Whoa. Yesterday was a rough day on the blogging front. (Matt got upset about the post on because he felt like it was disparaging toward his family (which hurt me because I didn't intend for it to be like that--in fact, I adore Matt's family!). And then there was the anonymous comment here. I've had lots of accusatory and potentially hurtful comments over the years, and I've definitely been growing duck feathers as a result (to let things just roll off). But sometimes the comments make me question something deep inside (which is really good but also hard).

When I read the comment, I started to wonder: Am I compromising my relationship with Matt in order to share myself more fully in the world? (since, clearly, I had upset him on my other blog that very day). And the truth is, my inner relationships are the most important things to me.

But then I was able to talk with Matt about it when he got home. He was okay with what I posted on this blog because we both agree that it's important to acknowledge and address the issues we have in our relationship. And if I do that publicly, then all of us can learn from and help each other (which, from my perspective, is the point of blogging!). It would be so easy to just highlight the healthy and inspiring parts of our relationship. But that wouldn't be authentic. That wouldn't be honest. At worst, it might make others feel insecure or unsatisfied with their own areas for growth within their relationships.
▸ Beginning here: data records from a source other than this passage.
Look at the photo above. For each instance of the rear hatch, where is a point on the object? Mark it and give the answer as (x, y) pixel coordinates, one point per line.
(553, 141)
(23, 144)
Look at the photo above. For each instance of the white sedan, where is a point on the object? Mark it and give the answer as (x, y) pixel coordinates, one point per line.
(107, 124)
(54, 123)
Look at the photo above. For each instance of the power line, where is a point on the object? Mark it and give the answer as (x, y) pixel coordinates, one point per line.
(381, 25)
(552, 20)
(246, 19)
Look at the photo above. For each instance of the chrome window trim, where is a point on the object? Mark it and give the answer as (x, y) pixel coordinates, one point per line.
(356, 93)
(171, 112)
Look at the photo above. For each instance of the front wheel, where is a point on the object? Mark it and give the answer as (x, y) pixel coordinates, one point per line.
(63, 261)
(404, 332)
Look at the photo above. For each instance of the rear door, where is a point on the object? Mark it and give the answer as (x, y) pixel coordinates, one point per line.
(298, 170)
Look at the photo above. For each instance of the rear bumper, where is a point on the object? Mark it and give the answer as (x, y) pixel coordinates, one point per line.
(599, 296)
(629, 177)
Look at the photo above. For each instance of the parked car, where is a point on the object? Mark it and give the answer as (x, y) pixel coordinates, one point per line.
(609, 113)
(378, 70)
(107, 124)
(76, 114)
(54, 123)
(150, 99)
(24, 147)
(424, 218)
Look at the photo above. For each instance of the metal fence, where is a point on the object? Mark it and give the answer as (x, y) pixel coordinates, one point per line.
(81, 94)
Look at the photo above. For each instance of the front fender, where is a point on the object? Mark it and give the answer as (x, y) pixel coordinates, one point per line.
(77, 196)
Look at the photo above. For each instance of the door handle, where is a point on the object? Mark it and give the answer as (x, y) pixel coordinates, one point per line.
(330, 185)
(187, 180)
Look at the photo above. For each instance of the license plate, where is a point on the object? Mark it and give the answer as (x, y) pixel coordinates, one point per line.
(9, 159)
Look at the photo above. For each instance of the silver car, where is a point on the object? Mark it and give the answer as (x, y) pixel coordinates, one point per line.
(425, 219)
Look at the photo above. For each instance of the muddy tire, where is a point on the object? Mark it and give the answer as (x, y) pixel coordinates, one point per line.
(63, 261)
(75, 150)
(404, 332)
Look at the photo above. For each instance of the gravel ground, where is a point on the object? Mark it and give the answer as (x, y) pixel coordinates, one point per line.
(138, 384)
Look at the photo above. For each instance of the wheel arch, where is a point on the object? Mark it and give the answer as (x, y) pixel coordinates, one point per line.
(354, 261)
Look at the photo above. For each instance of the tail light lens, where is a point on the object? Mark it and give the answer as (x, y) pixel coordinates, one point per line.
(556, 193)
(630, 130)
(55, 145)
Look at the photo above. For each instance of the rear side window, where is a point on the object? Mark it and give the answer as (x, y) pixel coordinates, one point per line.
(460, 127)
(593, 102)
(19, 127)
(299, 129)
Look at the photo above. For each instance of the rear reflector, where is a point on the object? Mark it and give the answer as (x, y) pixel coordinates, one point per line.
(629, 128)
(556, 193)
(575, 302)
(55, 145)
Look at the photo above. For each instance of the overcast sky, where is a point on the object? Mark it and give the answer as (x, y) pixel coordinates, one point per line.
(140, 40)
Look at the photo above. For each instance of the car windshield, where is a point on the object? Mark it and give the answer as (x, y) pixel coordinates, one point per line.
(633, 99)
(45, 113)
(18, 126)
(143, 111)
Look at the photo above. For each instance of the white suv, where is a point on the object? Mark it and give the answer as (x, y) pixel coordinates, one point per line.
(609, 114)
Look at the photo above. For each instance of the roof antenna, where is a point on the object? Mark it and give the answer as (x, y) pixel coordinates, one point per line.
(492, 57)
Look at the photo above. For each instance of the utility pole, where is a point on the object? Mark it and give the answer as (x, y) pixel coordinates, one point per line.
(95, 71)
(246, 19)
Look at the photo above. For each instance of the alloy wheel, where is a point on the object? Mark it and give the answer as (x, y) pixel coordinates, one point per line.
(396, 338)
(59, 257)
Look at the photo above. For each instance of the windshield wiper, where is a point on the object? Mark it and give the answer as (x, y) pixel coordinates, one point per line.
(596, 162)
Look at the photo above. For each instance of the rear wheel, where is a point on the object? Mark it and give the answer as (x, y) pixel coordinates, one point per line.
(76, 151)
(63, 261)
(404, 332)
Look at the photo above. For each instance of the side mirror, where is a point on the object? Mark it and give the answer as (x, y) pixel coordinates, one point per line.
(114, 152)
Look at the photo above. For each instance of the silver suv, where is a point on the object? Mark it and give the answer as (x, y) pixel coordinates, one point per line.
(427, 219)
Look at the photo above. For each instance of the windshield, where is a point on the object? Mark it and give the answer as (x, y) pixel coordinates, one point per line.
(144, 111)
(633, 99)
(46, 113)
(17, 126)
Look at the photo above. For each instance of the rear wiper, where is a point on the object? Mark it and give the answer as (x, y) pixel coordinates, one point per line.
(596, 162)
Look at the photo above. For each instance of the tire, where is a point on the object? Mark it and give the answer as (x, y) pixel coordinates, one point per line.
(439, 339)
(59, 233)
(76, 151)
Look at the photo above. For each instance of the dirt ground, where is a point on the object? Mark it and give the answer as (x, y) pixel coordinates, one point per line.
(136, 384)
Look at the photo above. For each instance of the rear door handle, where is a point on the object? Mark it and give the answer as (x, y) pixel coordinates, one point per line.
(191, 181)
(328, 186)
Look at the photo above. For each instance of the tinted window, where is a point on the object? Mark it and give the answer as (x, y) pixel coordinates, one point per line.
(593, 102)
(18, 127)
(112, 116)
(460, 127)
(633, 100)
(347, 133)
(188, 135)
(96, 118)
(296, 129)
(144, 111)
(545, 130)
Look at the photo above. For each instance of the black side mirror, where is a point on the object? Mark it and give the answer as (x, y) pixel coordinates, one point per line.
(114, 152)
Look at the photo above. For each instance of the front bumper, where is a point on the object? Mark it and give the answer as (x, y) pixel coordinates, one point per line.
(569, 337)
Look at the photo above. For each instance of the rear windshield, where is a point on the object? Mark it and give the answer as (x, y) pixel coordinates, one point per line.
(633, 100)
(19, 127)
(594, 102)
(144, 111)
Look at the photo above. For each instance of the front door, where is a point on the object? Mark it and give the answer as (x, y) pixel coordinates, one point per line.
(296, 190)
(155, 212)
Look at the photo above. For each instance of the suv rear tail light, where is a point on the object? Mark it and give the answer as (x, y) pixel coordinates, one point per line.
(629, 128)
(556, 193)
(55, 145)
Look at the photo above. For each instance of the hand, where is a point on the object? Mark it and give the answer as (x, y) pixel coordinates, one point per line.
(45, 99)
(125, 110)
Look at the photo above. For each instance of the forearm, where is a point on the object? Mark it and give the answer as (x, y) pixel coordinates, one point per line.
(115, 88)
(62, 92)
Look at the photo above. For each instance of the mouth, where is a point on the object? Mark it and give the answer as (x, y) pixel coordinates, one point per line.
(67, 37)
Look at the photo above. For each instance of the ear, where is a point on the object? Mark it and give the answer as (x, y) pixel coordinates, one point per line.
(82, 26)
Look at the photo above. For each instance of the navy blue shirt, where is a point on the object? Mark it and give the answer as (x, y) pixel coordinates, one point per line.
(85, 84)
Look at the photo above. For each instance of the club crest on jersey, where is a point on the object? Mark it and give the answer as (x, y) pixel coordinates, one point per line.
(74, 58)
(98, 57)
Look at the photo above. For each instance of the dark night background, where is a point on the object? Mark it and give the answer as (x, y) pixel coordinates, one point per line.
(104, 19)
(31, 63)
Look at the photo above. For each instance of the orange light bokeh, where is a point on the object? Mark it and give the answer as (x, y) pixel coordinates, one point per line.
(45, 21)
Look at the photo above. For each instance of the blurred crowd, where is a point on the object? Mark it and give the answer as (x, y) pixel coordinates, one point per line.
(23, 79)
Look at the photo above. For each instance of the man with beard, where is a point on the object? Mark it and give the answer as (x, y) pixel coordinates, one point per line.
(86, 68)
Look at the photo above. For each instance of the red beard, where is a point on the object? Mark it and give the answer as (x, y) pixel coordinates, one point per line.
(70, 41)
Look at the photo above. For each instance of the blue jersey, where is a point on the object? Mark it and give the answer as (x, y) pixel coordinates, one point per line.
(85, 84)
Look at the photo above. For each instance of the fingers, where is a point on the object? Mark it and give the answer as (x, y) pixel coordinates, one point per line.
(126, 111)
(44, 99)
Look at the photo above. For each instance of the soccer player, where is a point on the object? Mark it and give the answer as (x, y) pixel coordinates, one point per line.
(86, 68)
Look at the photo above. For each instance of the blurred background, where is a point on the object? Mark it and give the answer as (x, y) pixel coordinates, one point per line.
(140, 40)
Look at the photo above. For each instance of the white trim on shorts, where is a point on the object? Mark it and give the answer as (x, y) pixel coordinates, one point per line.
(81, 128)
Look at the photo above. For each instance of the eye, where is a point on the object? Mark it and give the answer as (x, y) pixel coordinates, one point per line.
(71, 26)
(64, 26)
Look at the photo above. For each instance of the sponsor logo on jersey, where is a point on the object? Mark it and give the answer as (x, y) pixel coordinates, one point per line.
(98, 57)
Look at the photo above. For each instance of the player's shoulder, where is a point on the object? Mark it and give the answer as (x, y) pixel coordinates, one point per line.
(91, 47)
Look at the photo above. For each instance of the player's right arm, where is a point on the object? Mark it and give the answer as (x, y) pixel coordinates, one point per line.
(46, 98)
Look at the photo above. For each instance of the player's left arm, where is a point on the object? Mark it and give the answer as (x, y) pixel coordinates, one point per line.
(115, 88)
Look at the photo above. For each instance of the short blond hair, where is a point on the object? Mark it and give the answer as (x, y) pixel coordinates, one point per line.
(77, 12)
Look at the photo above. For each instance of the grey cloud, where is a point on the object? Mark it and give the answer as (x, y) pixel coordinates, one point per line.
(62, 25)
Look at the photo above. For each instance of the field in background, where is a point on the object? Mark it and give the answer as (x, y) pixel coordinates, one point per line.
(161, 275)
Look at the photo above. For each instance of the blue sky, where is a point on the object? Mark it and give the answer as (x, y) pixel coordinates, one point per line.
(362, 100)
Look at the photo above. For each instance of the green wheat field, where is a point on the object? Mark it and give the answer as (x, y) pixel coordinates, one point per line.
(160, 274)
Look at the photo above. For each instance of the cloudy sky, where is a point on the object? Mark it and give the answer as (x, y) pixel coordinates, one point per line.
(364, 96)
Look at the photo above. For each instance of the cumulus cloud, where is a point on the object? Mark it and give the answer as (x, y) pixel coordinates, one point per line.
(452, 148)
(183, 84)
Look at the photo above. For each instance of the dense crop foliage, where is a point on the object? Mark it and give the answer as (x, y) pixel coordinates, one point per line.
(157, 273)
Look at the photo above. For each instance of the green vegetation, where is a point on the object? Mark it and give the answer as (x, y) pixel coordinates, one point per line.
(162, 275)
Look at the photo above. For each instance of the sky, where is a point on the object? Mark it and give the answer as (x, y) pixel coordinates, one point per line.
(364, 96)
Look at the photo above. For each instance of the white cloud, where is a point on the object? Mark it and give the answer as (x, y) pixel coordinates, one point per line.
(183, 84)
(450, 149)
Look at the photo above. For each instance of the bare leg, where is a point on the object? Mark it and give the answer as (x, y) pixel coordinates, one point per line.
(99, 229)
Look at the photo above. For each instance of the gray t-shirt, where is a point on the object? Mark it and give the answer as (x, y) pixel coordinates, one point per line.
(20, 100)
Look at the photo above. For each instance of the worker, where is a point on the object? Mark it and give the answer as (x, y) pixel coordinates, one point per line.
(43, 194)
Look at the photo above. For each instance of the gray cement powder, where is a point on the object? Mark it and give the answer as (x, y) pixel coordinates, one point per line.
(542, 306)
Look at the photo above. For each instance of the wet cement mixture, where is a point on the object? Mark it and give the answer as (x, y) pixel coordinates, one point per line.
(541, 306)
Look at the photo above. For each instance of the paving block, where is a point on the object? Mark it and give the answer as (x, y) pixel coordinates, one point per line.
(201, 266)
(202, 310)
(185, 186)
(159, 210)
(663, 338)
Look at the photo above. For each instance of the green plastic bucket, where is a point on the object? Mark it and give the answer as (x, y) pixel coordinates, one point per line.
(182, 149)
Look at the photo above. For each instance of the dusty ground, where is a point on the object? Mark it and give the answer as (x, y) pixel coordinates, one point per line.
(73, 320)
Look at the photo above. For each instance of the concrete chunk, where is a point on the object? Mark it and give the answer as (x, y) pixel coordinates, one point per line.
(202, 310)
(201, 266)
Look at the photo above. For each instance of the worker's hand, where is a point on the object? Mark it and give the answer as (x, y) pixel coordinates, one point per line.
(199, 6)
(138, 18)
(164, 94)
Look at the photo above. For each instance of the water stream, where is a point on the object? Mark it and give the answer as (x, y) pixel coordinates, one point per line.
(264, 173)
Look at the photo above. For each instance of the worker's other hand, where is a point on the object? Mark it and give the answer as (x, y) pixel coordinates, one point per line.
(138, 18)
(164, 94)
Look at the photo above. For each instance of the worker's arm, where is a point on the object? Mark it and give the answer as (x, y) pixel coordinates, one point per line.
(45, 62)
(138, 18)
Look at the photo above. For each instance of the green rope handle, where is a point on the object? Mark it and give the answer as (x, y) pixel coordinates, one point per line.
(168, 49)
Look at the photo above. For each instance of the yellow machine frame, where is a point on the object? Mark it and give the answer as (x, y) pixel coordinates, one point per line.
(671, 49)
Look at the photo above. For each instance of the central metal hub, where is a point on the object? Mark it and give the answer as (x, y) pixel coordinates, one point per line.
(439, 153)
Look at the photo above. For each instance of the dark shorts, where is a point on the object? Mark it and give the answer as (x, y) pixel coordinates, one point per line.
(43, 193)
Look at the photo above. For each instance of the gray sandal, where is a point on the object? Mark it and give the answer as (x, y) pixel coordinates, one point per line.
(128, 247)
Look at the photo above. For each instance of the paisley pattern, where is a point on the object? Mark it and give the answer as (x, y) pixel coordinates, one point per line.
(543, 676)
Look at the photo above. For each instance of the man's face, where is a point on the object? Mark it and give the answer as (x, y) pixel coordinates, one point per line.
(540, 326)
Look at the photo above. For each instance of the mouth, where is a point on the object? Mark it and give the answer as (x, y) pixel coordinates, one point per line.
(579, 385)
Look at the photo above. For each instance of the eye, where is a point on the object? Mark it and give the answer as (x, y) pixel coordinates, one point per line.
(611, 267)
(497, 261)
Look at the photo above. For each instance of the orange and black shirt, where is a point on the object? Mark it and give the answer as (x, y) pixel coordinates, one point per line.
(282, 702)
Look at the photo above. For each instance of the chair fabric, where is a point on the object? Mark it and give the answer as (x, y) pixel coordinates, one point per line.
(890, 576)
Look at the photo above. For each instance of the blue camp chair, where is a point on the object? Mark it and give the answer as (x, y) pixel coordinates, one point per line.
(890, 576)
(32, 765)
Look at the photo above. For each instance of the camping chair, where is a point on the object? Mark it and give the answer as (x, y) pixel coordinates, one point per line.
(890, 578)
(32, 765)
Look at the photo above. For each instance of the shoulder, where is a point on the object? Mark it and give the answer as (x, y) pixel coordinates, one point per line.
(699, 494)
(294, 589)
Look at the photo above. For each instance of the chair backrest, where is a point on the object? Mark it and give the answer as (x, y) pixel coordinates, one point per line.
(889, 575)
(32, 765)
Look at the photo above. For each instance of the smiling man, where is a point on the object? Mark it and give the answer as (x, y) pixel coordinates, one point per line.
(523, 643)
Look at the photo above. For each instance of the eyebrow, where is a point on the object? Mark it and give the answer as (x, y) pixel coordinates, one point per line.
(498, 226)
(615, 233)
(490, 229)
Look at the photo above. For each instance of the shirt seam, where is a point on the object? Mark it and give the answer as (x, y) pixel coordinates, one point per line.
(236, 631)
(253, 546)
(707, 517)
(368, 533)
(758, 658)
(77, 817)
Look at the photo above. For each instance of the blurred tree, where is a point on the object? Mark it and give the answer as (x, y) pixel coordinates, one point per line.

Additionally, Ariel over at Offbeat Bride just wrote an amazing post about the reading she did in the Bay Area. One of the audience members asked her "how to craft memoir writing in a way that inspires and encourages people, instead of just coming off as self-centered." And I loved her response. Ariel said, "When you write about yourself, you have to include the full narrative, including your challenges, your imperfections, and your humbling moments." Yes!

As for my penchant to see the world through the lens of a perpetual to-do list, it stems from my belief that at the end of the day, we are pretty much what we do and how we do it. In my mind, actions really do speak more loudly than words. For example, I can't control my immediate emotional response to a situation, but I can control what I literally do in response. These mindsets push me to focus my energy on my actions: what I'm doing and how I'm doing it.

In the back of my mind, I am always trying to watch myself through another lens: "Is this habit or approach to living part of your neurosis? Should you work on changing it to free yourself and realize your full joy and potential?"

Anyway, my point is that I appreciate criticism and feedback. It's like free therapy at times! But I also have to say that this blog is about me and my experience (no matter how flawed or irritating my experience and I can be!). If list-making and over-analyzing everything and planning and publicly discussing things you think should be private irk you, then fortunately there are a gazillion other blogs to frequent. That's the beauty of this online community. You can choose "your people."

To wrap this up (I need to get to work!), thank you, Anonymous, for your comment because it did foster a discussion with Matt to make sure we are on the same page about what I share.

And thank you to all of you who leave comments. They keep me company every day during my lunch period!